MELISSA BLOCK, HOST:
The Canadian writer and passionate environmentalist Farley Mowat had some 45 books to his name when he died this week at age 92. That list includes the nature classic "Never Cry Wolf." He also wrote about the famine-stricken Inuit people of northern Canada, the destruction of sea life in the North Atlantic, about his experience in World War II and much more.
His books have been translated into 52 languages and have sold many millions of copies. Mowat was accused of blurring the line between truth and fiction. He explained himself this way on ALL THINGS CONSIDERED back in 1983.
FARLEY MOWAT: I am a writer of subjective nonfiction. And my basic precept is never to let the facts interfere with the truth.
BLOCK: I'm joined now by Doug Gibson, who was Farley Mowat's publisher and longtime friend. Thanks for being with us.
DOUG GIBSON: I am pleased to be here.
BLOCK: Talk a bit about where Farley Mowat came by his love of the outdoors.
GIBSON: Well, as a kid growing up in the Canadian West, he started writing a column about his dog, "The Dog Who Wouldn't Be." And he was writing little nature columns and I think that interest in the environment and in nature started right there and obviously remained throughout his life.
BLOCK: He was sent in World War II with the Canadian military, sent to fight in Italy and described horrifying experiences that he had there. How did those experiences shape him and shape his writing?

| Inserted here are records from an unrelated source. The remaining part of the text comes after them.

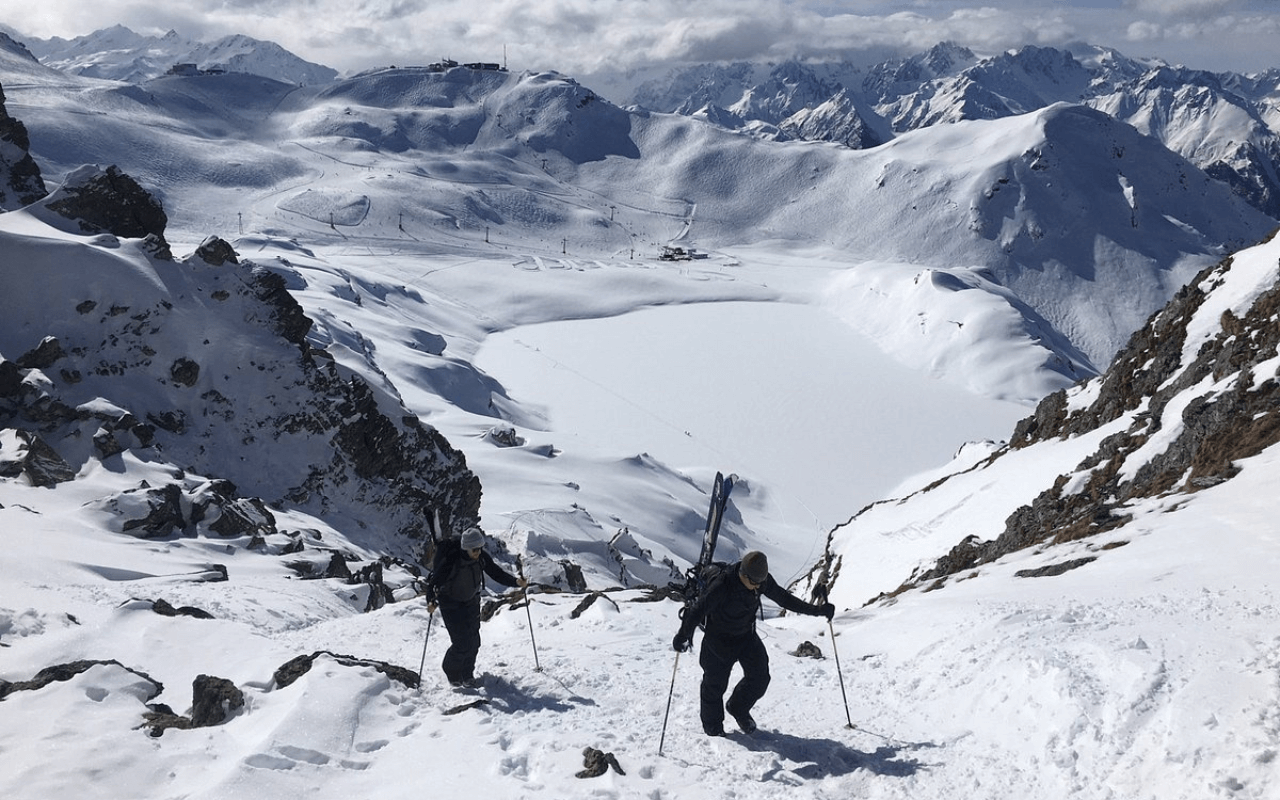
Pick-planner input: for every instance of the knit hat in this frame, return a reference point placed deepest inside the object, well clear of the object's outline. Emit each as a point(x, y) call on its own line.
point(472, 539)
point(755, 567)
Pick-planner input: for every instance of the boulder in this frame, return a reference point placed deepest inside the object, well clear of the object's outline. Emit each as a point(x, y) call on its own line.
point(110, 201)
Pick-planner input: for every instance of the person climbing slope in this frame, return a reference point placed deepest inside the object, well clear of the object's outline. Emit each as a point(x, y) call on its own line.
point(730, 606)
point(455, 584)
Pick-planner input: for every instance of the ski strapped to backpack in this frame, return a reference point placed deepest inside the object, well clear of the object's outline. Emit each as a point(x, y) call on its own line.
point(707, 567)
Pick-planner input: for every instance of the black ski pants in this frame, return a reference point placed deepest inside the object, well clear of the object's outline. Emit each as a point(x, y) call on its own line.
point(462, 621)
point(718, 656)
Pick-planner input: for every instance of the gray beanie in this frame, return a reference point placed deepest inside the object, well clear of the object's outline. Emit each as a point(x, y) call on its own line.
point(472, 539)
point(755, 566)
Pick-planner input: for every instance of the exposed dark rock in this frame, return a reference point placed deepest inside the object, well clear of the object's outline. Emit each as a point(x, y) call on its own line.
point(44, 356)
point(216, 252)
point(574, 576)
point(165, 609)
point(21, 183)
point(173, 421)
point(808, 649)
point(295, 668)
point(42, 464)
point(337, 567)
point(1238, 420)
point(379, 593)
point(106, 444)
point(287, 314)
point(1059, 568)
point(10, 379)
point(214, 700)
point(158, 247)
point(588, 602)
point(597, 763)
point(165, 515)
point(243, 517)
point(184, 371)
point(65, 672)
point(112, 201)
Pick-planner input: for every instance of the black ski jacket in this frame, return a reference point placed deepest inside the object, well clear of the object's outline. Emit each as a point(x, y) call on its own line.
point(730, 607)
point(457, 579)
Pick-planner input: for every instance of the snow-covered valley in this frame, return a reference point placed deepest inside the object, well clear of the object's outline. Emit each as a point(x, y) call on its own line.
point(481, 251)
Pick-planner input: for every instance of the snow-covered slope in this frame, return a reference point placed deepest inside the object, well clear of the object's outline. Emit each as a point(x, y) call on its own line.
point(120, 54)
point(1223, 123)
point(469, 252)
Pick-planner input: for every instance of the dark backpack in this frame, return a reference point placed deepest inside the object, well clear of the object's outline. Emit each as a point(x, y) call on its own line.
point(444, 561)
point(696, 581)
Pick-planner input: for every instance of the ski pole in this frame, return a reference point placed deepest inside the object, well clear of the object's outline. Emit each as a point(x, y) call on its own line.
point(520, 565)
point(430, 617)
point(839, 672)
point(670, 693)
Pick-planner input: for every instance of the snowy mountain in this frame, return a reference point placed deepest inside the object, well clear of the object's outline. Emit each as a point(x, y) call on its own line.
point(1223, 123)
point(120, 54)
point(260, 342)
point(21, 182)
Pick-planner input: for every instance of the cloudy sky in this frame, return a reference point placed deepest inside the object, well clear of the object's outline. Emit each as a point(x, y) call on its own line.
point(585, 37)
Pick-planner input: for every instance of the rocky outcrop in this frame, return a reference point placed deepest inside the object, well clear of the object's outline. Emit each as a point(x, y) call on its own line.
point(21, 183)
point(1229, 398)
point(295, 668)
point(65, 672)
point(214, 700)
point(311, 434)
point(109, 201)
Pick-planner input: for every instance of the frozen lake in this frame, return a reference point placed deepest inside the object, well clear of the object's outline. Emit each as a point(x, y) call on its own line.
point(796, 398)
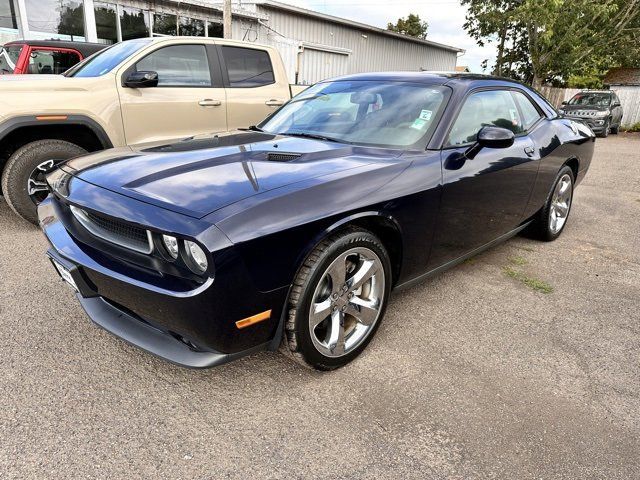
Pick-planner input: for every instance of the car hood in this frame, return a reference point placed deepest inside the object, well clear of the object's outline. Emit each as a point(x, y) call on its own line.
point(200, 175)
point(48, 83)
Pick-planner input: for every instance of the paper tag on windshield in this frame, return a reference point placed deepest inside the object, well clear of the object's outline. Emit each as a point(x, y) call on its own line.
point(418, 124)
point(425, 115)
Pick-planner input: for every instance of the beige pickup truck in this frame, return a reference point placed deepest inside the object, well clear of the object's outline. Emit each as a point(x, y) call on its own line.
point(138, 91)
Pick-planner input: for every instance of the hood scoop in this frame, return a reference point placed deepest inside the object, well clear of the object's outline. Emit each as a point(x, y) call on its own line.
point(282, 157)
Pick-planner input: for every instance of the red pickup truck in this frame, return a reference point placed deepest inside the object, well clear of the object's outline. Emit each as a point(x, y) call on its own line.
point(43, 56)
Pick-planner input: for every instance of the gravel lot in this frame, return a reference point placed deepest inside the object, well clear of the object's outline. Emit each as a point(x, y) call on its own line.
point(474, 374)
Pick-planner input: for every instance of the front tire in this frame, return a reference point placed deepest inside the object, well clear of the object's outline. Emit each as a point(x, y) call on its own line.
point(552, 218)
point(338, 300)
point(23, 183)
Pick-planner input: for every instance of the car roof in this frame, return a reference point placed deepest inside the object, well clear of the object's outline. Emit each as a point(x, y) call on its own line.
point(85, 48)
point(433, 78)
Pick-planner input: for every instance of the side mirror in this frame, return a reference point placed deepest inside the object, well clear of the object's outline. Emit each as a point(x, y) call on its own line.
point(491, 137)
point(141, 80)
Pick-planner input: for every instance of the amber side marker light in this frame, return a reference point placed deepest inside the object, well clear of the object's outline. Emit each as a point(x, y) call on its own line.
point(44, 118)
point(260, 317)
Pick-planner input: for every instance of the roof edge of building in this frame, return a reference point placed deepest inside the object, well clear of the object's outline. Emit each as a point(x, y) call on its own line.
point(352, 23)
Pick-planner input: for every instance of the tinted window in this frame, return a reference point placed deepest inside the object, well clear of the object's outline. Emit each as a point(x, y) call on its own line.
point(493, 107)
point(8, 58)
point(108, 59)
point(593, 99)
point(530, 114)
point(386, 114)
point(51, 61)
point(179, 66)
point(248, 67)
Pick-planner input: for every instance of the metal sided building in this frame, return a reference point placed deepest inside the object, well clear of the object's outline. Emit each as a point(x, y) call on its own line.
point(313, 45)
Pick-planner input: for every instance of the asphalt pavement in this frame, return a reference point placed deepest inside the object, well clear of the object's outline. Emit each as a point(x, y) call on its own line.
point(523, 362)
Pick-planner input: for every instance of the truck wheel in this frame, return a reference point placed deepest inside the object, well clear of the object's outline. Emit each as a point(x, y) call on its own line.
point(337, 300)
point(23, 183)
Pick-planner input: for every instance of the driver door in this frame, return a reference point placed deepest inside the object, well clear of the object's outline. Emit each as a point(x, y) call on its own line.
point(484, 197)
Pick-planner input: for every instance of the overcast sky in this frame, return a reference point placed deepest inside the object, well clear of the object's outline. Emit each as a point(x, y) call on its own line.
point(445, 18)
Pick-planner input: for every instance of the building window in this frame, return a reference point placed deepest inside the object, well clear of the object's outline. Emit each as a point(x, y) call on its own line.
point(165, 24)
point(62, 17)
point(106, 22)
point(134, 23)
point(191, 27)
point(8, 14)
point(215, 29)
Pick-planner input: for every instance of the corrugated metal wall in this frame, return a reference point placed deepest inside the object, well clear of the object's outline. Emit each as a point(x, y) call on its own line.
point(630, 100)
point(368, 51)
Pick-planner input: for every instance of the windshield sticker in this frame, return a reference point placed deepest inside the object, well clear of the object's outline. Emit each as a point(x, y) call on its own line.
point(418, 124)
point(425, 115)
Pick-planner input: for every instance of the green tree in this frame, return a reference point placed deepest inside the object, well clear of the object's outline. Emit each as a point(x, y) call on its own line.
point(552, 40)
point(412, 26)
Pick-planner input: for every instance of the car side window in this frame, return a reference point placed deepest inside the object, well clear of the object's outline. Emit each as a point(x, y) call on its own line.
point(178, 66)
point(248, 67)
point(52, 61)
point(487, 108)
point(530, 114)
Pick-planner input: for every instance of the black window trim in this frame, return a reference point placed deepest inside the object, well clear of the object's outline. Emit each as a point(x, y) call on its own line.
point(225, 72)
point(215, 71)
point(509, 89)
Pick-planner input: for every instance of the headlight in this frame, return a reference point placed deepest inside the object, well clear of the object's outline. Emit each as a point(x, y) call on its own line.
point(198, 259)
point(171, 244)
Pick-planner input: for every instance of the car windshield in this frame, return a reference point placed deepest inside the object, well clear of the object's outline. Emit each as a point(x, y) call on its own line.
point(591, 99)
point(9, 57)
point(106, 60)
point(384, 114)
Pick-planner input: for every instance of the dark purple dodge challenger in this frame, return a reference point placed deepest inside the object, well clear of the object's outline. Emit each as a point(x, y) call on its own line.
point(294, 232)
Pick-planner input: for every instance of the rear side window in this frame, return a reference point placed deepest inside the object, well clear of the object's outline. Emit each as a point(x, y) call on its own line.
point(51, 61)
point(489, 108)
point(248, 67)
point(530, 114)
point(179, 66)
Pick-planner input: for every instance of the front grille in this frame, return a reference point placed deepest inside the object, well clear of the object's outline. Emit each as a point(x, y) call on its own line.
point(114, 230)
point(283, 157)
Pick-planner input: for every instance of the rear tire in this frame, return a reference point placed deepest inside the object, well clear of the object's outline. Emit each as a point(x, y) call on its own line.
point(337, 300)
point(550, 221)
point(23, 176)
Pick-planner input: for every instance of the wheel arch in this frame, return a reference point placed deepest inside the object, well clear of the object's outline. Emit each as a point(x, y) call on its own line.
point(78, 129)
point(381, 224)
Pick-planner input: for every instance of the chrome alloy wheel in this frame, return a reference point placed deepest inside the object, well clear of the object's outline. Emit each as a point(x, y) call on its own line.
point(347, 302)
point(37, 188)
point(560, 204)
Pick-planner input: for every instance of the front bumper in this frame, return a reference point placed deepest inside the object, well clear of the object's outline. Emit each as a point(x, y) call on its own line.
point(192, 328)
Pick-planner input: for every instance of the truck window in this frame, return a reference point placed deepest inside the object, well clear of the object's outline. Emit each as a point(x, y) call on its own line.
point(178, 66)
point(248, 67)
point(51, 61)
point(8, 58)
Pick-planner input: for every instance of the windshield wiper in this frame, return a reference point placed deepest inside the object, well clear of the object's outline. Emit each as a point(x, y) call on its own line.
point(312, 135)
point(252, 128)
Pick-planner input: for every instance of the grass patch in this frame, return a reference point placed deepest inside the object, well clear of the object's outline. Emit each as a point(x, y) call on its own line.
point(533, 283)
point(517, 260)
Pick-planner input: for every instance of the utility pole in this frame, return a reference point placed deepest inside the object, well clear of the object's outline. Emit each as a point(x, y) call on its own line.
point(226, 18)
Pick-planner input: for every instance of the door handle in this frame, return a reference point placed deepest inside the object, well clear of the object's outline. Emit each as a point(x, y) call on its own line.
point(208, 102)
point(274, 103)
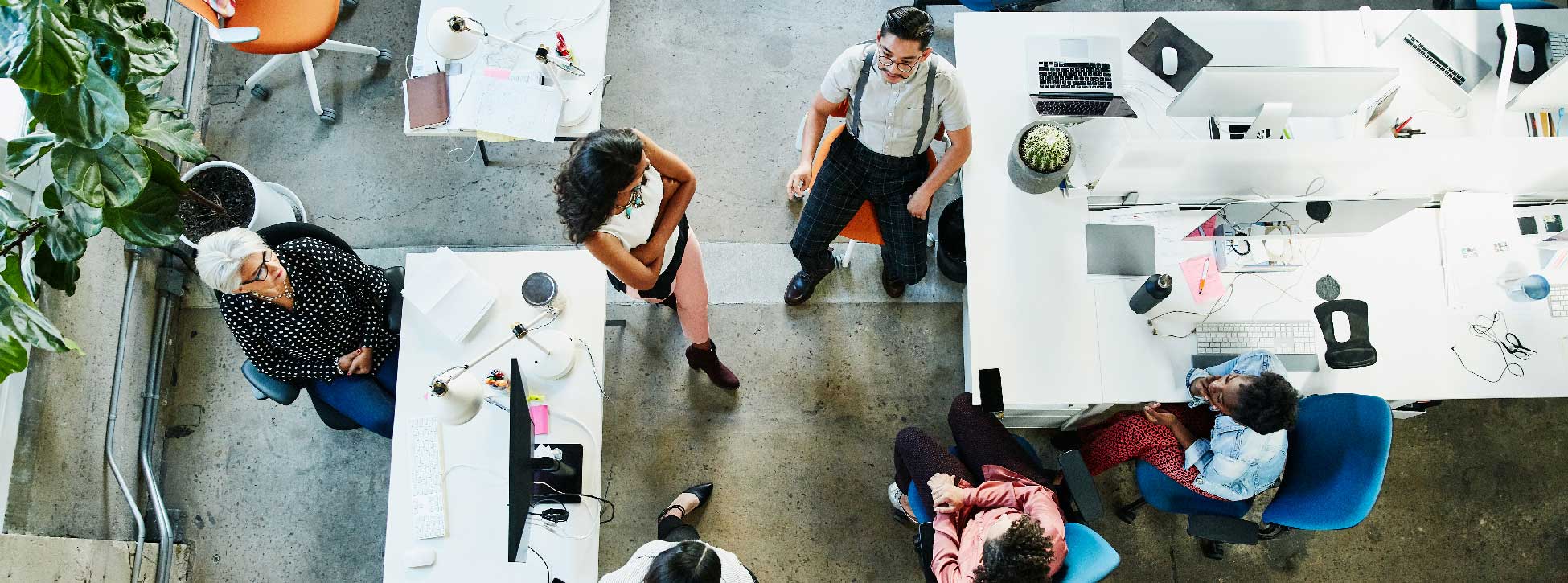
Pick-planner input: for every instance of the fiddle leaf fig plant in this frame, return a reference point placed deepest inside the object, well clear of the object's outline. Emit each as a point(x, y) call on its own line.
point(90, 72)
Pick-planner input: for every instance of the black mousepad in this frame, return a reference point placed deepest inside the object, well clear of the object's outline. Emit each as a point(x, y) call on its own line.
point(1189, 55)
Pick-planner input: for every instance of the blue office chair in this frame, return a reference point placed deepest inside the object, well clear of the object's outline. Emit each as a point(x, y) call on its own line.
point(1090, 558)
point(262, 386)
point(1332, 477)
point(988, 5)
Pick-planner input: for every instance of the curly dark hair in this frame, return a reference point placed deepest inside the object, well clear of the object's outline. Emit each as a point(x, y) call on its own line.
point(1266, 404)
point(689, 561)
point(1021, 553)
point(597, 166)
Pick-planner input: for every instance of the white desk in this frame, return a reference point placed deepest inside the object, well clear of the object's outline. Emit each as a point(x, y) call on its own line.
point(587, 39)
point(475, 543)
point(1170, 160)
point(1065, 343)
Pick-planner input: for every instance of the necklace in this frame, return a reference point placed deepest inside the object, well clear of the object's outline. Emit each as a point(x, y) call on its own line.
point(285, 294)
point(634, 203)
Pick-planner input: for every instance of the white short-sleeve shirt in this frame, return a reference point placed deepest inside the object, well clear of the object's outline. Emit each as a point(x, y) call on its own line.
point(891, 112)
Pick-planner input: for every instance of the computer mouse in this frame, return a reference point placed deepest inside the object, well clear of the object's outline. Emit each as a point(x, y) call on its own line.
point(419, 556)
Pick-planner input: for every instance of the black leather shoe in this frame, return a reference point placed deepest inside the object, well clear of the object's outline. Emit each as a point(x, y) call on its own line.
point(800, 289)
point(893, 285)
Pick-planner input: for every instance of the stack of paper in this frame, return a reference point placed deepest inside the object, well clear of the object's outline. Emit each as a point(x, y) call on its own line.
point(450, 295)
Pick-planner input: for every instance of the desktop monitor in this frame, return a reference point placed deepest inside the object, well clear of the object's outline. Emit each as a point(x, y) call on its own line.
point(1546, 94)
point(1274, 94)
point(1302, 218)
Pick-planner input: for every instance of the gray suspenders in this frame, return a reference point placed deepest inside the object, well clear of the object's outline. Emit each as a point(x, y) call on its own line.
point(926, 110)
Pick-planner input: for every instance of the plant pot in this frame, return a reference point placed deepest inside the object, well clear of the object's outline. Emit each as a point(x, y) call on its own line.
point(273, 203)
point(1031, 181)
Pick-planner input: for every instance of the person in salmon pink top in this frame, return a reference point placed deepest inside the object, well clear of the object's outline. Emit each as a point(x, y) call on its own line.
point(995, 519)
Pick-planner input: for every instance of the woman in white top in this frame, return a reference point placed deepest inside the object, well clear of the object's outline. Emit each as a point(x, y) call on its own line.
point(625, 198)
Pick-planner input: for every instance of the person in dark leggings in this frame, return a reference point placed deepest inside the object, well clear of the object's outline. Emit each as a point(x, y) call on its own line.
point(681, 555)
point(1005, 527)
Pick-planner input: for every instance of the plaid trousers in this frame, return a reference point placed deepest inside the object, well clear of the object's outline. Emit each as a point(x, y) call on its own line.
point(848, 178)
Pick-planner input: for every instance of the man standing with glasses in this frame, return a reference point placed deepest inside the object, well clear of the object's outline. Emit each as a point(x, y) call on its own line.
point(901, 92)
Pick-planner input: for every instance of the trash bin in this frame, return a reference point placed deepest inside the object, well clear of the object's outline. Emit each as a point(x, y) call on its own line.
point(950, 242)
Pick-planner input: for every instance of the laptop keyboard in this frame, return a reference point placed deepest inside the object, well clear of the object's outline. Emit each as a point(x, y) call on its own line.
point(1069, 107)
point(1074, 76)
point(1430, 57)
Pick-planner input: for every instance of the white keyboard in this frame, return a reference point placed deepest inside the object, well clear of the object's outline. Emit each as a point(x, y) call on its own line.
point(1559, 302)
point(1282, 336)
point(429, 490)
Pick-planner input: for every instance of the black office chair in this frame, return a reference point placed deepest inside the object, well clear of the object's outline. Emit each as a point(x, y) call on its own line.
point(264, 386)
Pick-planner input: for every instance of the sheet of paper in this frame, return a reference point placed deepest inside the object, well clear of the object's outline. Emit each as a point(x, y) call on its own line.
point(1213, 284)
point(1480, 248)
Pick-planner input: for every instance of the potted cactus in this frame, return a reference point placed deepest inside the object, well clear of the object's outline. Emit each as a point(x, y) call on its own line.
point(1041, 157)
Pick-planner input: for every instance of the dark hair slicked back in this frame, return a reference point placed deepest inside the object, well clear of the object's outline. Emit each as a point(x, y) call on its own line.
point(1267, 404)
point(909, 24)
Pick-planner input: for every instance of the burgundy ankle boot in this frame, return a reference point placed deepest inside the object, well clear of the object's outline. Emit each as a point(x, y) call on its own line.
point(708, 361)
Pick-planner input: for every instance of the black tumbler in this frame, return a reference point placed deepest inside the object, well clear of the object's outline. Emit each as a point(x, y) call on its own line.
point(1153, 290)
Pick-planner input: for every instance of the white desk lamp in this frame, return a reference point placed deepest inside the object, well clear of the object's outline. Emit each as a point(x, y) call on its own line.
point(457, 397)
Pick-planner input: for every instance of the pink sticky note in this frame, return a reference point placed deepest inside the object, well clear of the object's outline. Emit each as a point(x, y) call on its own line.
point(541, 419)
point(1193, 269)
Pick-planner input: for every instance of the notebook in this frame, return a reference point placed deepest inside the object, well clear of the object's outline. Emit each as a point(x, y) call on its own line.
point(427, 101)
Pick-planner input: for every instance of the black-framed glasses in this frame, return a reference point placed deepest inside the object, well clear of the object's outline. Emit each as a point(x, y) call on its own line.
point(261, 272)
point(888, 61)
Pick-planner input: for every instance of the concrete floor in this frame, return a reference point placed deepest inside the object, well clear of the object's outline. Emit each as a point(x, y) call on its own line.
point(800, 455)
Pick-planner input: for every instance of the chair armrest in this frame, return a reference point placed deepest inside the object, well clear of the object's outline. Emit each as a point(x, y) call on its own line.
point(264, 386)
point(394, 277)
point(1082, 492)
point(234, 35)
point(1222, 528)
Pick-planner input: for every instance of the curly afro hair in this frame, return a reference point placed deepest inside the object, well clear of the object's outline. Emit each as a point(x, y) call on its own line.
point(599, 166)
point(1020, 555)
point(1267, 404)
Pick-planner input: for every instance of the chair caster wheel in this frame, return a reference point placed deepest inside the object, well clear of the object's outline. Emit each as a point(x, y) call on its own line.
point(1128, 515)
point(1214, 549)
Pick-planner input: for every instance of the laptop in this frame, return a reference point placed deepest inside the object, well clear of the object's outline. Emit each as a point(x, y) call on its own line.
point(1077, 76)
point(1444, 66)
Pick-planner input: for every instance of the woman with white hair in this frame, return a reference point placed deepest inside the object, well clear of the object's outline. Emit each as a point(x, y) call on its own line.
point(310, 312)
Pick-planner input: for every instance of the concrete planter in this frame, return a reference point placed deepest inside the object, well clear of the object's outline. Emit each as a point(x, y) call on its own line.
point(273, 203)
point(1031, 181)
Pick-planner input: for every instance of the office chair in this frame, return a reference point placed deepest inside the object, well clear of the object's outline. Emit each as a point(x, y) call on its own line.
point(285, 29)
point(1332, 477)
point(262, 386)
point(988, 5)
point(863, 226)
point(1090, 558)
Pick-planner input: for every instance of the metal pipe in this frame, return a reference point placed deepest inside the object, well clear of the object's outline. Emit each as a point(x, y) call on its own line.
point(113, 408)
point(170, 285)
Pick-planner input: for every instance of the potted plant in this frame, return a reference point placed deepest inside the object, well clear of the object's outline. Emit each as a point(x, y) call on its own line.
point(1041, 157)
point(231, 196)
point(90, 72)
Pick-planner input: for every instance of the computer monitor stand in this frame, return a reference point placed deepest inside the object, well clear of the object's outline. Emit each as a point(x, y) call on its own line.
point(1270, 121)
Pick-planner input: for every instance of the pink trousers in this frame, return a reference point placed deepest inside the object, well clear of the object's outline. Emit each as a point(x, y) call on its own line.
point(690, 290)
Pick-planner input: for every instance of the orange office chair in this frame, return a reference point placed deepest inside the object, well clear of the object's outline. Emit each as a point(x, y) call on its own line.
point(863, 226)
point(284, 29)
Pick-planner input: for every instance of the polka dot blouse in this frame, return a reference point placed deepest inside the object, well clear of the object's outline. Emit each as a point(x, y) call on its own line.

GIBSON: Well, I think that's a good question for a whole generation of people who came through the Second World War and then tried to get on with an ordinary life. He had a real shooting war fighting in the Italian campaign and came back and took the usual decompression time and that is what led him into the quiet places of the Canadian North. And you've referred to the fact that he went up there and wrote books about the Inuit people there and the aboriginal Indian people.
BLOCK: You're talking about his first book from 1952, "People of the Deer." Farley Mowat did get criticized a lot for this blurring between fact and fiction. Do you think it discredited him and his work?
GIBSON: Well, I noticed that you ran that interesting quote from Farley at the beginning.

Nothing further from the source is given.